By Kendall George, February 27, 2013
Lunch Bytes is a consortium of digital artists, the Goethe-Institut Washington, Smithsonian’s Hirshhorn Museum and Sculpture Garden, and the Swiss Arts Council Pro Helvetia. The commendably forward-thinking group—especially for mostly federally funded institutions—holds lectures on digital art’s theoretical issues (New Aesthetic, “remix culture”) and how this art fits into pre-existing networks (surveillance, selling digital art). Articles and works by Lunch Bytes’ associated artists are, naturally, available online. Work by one artist a month is hosted on the Platform page, who passes the torch to the next artist of their choice. What began as a gallery of online work is evolving into a home for thoughtful commentary on Internet culture and the information we communicate, presented through innovative design.

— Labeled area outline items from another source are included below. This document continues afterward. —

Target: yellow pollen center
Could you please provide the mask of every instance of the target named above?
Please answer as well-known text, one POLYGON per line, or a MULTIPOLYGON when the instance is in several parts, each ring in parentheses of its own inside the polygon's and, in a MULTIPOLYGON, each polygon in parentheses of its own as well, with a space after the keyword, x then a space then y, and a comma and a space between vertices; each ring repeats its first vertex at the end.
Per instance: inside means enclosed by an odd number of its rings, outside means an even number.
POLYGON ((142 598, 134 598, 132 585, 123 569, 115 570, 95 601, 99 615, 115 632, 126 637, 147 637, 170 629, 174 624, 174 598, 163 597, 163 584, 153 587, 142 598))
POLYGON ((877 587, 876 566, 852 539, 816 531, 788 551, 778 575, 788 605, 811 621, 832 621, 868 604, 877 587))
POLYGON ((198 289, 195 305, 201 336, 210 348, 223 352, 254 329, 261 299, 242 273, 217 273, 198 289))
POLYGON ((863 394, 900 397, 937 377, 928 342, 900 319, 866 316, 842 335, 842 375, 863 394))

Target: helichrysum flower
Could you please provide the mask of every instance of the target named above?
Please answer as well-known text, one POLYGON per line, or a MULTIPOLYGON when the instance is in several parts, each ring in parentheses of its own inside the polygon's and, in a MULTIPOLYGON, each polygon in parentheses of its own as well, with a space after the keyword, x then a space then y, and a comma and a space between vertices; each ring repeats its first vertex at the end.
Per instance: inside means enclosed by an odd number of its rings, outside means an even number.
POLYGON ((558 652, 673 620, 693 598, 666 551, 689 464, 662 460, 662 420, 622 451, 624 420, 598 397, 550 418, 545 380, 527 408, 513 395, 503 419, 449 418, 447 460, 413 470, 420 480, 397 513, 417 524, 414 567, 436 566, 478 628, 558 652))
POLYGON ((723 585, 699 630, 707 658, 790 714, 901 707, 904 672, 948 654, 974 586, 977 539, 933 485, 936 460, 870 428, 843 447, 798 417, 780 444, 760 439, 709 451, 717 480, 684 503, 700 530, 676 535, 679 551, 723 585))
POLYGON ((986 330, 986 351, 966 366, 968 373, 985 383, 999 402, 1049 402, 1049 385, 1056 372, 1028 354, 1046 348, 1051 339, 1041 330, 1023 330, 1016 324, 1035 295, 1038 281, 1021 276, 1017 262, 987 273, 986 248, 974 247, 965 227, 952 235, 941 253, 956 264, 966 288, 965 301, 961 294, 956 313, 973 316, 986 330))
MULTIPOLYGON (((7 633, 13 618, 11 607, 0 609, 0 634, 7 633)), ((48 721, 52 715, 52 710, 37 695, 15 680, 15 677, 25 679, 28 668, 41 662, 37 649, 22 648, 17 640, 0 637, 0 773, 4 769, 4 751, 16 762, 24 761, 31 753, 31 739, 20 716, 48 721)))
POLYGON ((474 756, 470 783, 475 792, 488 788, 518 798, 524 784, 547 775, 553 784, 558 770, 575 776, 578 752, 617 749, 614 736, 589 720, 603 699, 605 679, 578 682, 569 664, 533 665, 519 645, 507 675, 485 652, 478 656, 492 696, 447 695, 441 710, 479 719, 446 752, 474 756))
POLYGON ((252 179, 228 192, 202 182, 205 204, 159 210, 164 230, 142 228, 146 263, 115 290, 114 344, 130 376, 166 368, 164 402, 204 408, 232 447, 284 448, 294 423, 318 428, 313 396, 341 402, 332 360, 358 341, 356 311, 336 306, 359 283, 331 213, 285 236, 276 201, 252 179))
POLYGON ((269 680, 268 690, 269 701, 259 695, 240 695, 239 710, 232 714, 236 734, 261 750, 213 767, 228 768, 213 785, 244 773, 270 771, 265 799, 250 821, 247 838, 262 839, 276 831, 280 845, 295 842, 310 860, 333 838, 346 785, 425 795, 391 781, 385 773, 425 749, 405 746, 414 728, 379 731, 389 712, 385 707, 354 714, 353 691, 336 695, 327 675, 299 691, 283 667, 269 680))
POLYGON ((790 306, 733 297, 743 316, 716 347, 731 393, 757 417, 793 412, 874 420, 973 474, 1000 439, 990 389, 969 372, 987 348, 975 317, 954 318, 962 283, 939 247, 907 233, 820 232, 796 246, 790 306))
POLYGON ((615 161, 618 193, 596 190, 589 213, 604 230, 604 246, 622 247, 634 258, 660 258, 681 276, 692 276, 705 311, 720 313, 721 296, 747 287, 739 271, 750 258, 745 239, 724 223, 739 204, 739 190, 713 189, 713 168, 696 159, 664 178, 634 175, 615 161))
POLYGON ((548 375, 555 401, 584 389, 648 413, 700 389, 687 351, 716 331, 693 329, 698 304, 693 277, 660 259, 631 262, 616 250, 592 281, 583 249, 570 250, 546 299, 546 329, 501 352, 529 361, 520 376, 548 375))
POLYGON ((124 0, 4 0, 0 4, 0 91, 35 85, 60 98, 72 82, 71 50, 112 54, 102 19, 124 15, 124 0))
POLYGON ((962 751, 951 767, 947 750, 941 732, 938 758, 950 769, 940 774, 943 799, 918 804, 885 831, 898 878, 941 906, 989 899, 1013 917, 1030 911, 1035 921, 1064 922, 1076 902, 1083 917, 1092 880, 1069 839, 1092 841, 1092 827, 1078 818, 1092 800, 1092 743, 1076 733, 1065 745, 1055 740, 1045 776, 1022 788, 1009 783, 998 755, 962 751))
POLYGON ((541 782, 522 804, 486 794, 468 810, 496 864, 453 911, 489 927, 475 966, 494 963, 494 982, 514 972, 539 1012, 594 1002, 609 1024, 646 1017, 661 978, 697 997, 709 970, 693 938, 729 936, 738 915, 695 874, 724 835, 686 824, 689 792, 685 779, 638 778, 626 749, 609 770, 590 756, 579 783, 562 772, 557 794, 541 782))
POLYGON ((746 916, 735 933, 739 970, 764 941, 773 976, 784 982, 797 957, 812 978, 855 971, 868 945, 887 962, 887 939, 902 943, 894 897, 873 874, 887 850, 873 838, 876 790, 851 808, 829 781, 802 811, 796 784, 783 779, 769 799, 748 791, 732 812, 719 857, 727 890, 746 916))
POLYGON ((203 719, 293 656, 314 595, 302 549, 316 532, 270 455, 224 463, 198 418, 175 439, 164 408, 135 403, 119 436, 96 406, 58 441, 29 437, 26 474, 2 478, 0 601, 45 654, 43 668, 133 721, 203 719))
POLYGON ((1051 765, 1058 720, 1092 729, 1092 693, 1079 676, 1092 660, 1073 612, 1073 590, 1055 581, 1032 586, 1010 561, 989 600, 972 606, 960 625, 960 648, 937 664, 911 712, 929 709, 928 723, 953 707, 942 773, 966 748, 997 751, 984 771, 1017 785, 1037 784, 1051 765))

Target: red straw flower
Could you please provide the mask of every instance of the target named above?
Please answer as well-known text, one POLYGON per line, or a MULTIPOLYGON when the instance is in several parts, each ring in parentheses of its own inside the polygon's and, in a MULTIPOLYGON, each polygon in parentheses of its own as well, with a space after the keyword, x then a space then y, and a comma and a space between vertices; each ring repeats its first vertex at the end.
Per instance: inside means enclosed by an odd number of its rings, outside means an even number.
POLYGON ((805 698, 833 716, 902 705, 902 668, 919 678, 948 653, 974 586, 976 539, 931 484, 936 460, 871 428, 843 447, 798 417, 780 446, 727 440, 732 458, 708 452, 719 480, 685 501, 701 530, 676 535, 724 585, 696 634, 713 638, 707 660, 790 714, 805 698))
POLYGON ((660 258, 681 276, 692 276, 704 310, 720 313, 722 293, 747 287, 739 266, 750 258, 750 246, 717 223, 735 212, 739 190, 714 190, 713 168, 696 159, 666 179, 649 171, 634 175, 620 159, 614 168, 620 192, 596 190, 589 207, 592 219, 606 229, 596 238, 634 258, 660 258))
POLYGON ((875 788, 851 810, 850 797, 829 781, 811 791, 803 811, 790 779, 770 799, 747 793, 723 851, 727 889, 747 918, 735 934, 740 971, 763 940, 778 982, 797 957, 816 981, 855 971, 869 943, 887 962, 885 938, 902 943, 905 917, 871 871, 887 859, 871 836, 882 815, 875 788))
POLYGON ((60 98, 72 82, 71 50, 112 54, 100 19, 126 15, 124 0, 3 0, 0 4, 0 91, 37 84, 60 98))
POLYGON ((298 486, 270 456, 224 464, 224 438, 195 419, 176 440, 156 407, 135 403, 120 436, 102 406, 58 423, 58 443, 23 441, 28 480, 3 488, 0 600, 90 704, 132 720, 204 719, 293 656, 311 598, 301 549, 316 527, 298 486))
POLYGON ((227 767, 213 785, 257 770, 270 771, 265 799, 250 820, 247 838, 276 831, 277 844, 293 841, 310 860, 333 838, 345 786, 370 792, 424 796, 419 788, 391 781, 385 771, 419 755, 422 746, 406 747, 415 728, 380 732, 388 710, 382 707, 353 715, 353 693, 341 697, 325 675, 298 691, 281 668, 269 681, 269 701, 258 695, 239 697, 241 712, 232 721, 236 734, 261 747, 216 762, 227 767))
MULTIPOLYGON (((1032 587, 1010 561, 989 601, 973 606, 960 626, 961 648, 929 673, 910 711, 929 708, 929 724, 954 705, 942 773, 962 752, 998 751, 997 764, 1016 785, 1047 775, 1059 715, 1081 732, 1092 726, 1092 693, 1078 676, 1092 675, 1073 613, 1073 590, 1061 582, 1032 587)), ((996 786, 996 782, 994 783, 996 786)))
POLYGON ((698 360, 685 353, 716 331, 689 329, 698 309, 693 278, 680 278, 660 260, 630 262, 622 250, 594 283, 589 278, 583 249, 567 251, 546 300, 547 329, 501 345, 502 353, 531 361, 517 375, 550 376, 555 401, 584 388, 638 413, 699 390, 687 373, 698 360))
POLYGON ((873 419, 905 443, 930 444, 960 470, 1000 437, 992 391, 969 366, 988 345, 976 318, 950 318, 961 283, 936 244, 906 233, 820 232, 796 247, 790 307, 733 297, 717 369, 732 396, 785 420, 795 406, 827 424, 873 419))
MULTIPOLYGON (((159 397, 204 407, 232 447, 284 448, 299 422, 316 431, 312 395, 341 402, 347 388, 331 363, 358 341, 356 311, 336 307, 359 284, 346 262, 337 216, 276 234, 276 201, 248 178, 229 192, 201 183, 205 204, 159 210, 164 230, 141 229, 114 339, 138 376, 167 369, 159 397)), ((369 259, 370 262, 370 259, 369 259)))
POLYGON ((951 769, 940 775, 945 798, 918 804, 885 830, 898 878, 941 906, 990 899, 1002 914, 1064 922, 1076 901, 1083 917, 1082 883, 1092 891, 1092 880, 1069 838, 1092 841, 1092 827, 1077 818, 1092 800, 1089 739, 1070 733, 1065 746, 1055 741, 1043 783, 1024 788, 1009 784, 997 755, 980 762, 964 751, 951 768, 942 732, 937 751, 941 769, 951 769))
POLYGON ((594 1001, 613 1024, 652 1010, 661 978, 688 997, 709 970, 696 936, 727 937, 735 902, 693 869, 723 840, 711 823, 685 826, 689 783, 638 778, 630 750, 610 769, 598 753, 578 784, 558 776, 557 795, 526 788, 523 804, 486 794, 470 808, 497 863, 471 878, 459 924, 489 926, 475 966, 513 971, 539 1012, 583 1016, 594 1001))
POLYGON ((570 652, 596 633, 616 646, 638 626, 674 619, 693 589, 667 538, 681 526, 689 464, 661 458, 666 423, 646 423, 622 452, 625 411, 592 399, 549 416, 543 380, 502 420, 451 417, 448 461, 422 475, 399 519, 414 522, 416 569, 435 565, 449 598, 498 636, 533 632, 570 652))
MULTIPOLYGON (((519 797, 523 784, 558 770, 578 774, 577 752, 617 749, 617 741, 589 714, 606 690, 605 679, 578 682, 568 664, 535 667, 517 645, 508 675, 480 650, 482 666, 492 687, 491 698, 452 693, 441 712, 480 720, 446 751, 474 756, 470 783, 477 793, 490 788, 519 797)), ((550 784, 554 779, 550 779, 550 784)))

Yuri Pattison’s “outsourced views, visual economies” layers photographs from the windows of Amazon Mechanical Turk workers over video of landscapes with low ambient noise. Amazon Mechanical Turk is a crowdsoured marketplace, where anyone with a task that necessitates a person rather than a computer, called “Human Intelligence Tasks,” can post a need online. The poster states a range of what they are willing to pay a person for the work, and Turkers, (workers), compete by bidding as low as possible for the job. Anyone can become a Turker, and as Pattison’s compiled images show, they are an internationally and socioeconomically diverse group. Tasks are often won for only a few cents, which has led to criticism that Amazon Mechanical Turk is a digital sweatshop.